Si bien reconocen el derecho de toda nación a fijar y aplicar su política migratoria, piden “encarecidamente a la Dirección General de Migración que nuestras salas médicas no se conviertan en puntos de control migratorio y más aún, que no se produzcan situaciones dolorosas que contradigan el Evangelio de la caridad”.
En la misma medida que se profundiza la crisis haitiana y las bandas criminales se hacen cargo del desenvolvimiento cotidiano, el presidente Luis Abinader ha endurecido su política de deportaciones, que ha derivado en acciones que generan críticas por la presunta violación de derechos humanos de los migrantes y un supuesto trato que lesiona su dignidad.
Sin dejar de reconocer que el derecho soberano a establecer y aplicar políticas migratorias es inherente a toda nación organizada, recogemos el sentir de la Conferencia del Episcopado y su llamado al comedimiento a las autoridades migratorias dominicanas para evitar exabruptos que dañan la imagen del país.

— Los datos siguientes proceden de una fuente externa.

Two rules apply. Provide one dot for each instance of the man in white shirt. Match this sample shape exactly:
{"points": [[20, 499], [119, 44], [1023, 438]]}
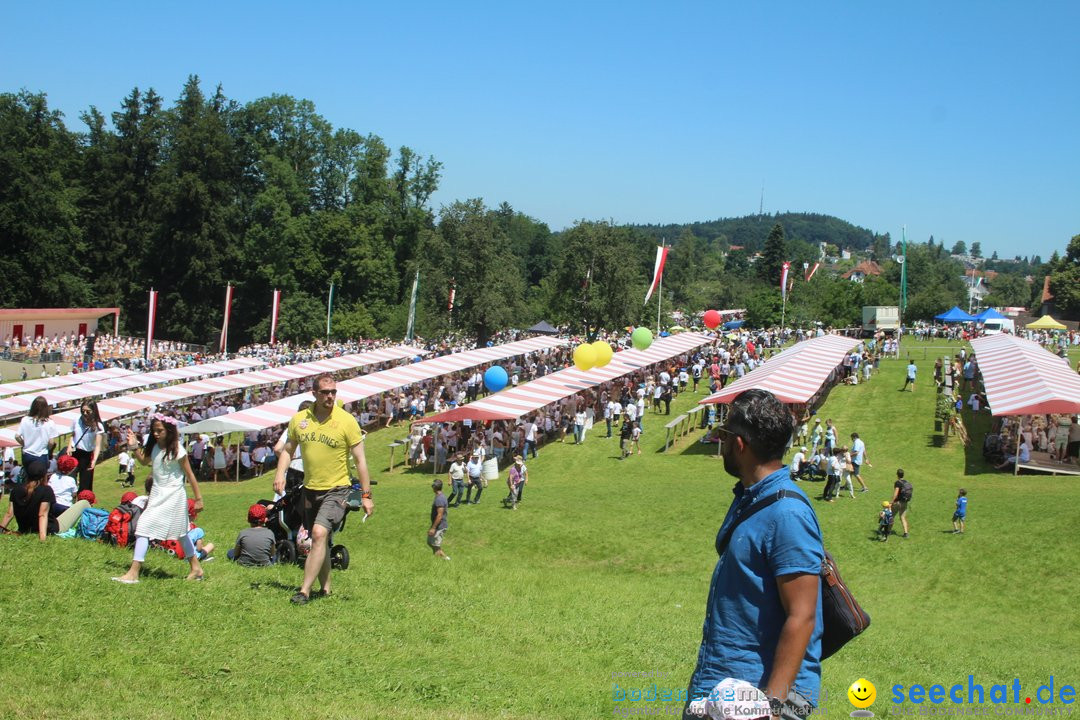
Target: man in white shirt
{"points": [[530, 436]]}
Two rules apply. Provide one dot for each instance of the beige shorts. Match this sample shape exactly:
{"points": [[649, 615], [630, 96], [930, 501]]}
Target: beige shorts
{"points": [[325, 507]]}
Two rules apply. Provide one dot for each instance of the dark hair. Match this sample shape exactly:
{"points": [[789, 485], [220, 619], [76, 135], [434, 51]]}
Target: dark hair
{"points": [[95, 416], [36, 472], [172, 439], [40, 409], [764, 422]]}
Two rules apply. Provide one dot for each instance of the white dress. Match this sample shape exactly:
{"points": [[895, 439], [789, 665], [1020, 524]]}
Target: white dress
{"points": [[165, 516]]}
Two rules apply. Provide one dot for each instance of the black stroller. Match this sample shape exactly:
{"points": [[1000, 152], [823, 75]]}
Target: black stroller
{"points": [[285, 520]]}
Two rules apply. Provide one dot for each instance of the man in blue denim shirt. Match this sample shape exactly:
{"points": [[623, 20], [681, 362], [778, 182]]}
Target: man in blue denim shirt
{"points": [[763, 620]]}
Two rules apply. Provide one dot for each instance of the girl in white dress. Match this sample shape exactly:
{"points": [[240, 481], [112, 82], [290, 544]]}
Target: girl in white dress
{"points": [[165, 516]]}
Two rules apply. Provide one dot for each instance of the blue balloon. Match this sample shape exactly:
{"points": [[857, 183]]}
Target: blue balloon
{"points": [[495, 379]]}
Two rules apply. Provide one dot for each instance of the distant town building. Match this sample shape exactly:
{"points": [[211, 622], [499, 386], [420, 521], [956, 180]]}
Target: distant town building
{"points": [[860, 272]]}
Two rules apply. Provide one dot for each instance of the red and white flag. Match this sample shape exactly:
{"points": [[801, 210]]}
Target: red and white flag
{"points": [[225, 325], [152, 316], [658, 271], [274, 308]]}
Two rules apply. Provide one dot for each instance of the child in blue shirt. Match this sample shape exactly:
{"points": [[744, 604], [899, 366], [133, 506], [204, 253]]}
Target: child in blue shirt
{"points": [[961, 512]]}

Que la exhortación de los obispos sobre el trato a los migrantes no caiga en saco roto, es nuestra solicitud solidaria. Lo que no se puede, en ninguna circunstancia, es bajar la guardia; tenemos al lado una situación de caos, vandalismo y violencia ingobernable.
Haití es un Estado inexistente, algo de lo que los únicos en el mundo parecemos enterados somos los dominicanos, por lo que estamos llamados a no desmayar, seguir adelante y corregir en el camino, sin detenernos, cualquier error.